Who wants to find out more about Albanians? Who are they and what they represent? Everything suspicious receives an answer in “Albanian Language Treasures of Biblical Society 1815-1883”, a summary of correspondence that professor Xhevat Lloshi introduces us so scrupulously. This event took place in UNESCO Hall (National Historical Museum) and was devoted entirely to prof. Xhevat Lloshi. “The Reading Club in Museum” is the logo of a weekly periodic activities being held at the National Historical Museum, which also supports the national reading campaign “Lets Meet for a Book” initiated by the Ministry of Culture.

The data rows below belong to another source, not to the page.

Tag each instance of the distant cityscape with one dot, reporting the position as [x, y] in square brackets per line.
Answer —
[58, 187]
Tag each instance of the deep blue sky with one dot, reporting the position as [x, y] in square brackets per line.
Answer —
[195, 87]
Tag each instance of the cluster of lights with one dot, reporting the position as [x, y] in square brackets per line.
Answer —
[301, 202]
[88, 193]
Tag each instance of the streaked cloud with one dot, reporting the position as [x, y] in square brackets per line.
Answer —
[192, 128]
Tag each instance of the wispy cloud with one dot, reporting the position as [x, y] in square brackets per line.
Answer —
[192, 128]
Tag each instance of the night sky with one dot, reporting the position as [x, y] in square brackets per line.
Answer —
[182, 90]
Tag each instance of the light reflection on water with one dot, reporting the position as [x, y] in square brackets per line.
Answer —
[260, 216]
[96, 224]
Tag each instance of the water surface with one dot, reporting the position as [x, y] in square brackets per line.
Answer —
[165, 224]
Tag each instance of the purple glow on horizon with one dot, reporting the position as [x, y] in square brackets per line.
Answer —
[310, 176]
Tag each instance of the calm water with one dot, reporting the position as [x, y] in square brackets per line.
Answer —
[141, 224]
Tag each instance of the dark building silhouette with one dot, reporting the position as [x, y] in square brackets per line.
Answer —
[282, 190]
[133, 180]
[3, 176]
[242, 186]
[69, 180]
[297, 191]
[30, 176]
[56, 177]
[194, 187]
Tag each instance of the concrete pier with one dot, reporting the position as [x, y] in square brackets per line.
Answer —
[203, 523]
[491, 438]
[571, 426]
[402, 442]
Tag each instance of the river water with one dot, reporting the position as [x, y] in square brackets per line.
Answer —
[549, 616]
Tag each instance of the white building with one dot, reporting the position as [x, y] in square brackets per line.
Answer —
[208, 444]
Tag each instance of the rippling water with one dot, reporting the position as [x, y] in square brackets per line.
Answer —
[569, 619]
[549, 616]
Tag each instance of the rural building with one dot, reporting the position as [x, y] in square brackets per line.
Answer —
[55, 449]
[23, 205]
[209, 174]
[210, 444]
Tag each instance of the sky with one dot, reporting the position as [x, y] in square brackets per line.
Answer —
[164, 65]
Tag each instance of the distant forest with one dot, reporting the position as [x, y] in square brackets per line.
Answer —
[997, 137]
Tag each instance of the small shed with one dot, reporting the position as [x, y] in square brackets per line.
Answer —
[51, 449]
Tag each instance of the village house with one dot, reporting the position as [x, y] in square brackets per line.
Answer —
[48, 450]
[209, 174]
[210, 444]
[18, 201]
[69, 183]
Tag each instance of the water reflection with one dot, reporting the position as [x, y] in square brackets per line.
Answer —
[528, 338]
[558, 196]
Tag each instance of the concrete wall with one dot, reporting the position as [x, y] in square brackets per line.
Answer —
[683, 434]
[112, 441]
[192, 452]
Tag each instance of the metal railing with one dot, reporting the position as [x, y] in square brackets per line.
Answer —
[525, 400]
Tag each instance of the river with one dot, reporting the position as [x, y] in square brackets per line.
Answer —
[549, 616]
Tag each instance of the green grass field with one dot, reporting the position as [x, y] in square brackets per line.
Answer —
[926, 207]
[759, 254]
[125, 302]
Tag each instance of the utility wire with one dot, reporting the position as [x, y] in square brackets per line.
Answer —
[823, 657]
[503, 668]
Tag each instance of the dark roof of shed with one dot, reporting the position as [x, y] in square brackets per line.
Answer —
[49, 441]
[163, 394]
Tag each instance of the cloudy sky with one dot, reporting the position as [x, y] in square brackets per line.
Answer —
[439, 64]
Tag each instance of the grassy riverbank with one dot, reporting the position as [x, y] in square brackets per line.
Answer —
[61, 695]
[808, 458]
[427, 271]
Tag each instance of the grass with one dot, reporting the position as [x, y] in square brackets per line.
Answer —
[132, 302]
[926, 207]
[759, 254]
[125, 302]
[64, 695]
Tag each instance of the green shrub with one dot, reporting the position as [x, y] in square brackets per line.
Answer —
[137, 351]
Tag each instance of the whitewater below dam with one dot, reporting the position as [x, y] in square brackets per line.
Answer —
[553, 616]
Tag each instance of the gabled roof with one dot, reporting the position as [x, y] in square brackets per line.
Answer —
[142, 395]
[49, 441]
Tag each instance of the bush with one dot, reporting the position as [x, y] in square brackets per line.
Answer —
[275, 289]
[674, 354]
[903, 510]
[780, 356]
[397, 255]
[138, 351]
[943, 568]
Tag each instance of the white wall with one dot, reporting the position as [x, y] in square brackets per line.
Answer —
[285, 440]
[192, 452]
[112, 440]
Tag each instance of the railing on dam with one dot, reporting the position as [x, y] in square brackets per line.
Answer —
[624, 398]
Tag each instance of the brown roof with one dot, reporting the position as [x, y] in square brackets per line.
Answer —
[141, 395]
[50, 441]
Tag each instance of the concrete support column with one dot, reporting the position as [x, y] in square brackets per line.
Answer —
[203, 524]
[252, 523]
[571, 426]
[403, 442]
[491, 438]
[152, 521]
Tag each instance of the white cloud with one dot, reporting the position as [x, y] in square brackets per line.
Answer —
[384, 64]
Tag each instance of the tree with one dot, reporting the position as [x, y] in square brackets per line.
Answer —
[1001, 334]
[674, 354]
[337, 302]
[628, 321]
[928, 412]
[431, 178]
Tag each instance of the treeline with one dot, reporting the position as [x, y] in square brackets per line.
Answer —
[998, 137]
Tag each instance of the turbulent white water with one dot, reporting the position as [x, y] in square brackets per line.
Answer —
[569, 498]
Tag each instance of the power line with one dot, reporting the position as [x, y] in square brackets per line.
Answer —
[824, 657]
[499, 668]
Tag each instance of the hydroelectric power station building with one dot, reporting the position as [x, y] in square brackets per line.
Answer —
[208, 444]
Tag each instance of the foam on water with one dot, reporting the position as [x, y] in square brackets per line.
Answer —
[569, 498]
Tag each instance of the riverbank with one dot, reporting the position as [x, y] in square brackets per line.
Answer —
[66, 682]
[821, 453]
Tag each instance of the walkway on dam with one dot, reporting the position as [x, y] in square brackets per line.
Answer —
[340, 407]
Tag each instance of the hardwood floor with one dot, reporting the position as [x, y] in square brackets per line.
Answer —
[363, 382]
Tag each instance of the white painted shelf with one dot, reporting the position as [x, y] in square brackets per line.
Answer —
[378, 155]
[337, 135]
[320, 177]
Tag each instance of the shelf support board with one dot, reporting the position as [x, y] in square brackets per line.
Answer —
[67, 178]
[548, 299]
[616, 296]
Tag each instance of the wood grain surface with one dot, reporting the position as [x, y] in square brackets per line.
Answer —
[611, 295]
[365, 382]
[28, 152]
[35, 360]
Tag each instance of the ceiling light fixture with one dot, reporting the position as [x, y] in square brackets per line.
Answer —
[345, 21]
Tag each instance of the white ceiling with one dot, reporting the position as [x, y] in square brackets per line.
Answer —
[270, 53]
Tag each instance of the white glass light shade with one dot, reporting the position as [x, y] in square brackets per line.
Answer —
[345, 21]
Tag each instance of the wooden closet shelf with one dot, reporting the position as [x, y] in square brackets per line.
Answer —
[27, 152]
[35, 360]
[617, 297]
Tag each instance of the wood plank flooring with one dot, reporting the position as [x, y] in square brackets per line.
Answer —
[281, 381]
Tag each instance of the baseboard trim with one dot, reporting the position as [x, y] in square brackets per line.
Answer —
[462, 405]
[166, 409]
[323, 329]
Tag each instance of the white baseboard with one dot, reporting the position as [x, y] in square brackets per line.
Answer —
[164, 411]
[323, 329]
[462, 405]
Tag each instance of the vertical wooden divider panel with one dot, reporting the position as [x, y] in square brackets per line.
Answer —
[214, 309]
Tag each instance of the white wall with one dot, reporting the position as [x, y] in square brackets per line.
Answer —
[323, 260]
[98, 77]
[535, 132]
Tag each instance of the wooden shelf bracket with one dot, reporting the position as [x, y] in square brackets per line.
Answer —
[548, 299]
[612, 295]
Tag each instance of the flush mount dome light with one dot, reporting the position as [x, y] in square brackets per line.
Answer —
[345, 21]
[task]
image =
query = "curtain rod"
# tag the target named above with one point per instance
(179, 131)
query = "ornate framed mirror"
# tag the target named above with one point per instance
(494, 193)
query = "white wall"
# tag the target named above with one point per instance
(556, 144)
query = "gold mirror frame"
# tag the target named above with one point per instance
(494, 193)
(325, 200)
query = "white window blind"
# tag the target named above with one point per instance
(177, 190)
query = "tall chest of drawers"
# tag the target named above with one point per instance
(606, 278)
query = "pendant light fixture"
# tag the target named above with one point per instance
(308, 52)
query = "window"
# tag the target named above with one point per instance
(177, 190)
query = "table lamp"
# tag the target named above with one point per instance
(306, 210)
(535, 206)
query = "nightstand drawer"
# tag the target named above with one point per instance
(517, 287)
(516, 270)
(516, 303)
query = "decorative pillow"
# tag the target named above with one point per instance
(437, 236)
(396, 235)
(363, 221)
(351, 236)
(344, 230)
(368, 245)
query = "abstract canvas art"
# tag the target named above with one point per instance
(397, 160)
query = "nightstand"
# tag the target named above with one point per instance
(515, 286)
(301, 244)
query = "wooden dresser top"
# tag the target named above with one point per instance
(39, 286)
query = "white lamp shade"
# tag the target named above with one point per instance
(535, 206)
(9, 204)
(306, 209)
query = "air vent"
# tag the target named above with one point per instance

Dr. Dorian Koçi, on this occasion said that the collection of Lloshi’s works is a precious help that specifies many things in the field of albanology, linguistics and beyond. But how did “Albanian Language Treasures of Biblical Society 1815-1883” emerge? Exactly 45 years ago (spring of 1972), two Albanian scholars, Arben Puto and Xhevat Lloshi, visited London for the first time. Then, the British archives were opened on World War II section. Lloshi recalls that he suddenly reveals some unknown documents about Albania belonging to the Biblical Society nearly 200 years ago. These documents were related with the beginnings of Albanian language.
Most of the 590 documents consist of reports of the “Bible Society” regarding the translation of the Bible into Albanian. The principle of this society was to translate the Bible in all languages. The Orthodox and Catholic Church embraced this principle initially, but later they weren’t very happy with the Albanian translation. The scriptures in Albanian, regardless of the alphabet used, began to be published and spread everywhere. The Orthodox and Catholic mindset was that the Word of God had to be preached in either Greek or Latin. In C. Haminlin’s letter from Bebek to T.Lloyd Philips in Istanbul in 1857, among other things, it says: “The Greek Church has made great efforts to helenize Albanians by building and opening up many Greek schools …”
Indeed, the mentality of traditional churches in Albania, (Catholic and Orthodox) would be replaced by the pragmatic mindset of the Protestant church, which had a new concept about spreading the Scripture.The Bible translation was initially entrusted to Vangjel Mexi, who sadly passed away before finishing it completely. After that, the job was given to Konstandin Kristoforidhi. In June 1957, Kristoforidhi contacted to translate the Bible, drafts as a report to the Agency “Memorandum for Albanian Language” and then “Notes on Albania. Language and Translation of the Scriptures “.
In the end, the Director of National Historical Museum, Dr. Dorian Koçi, read a few pages from the book.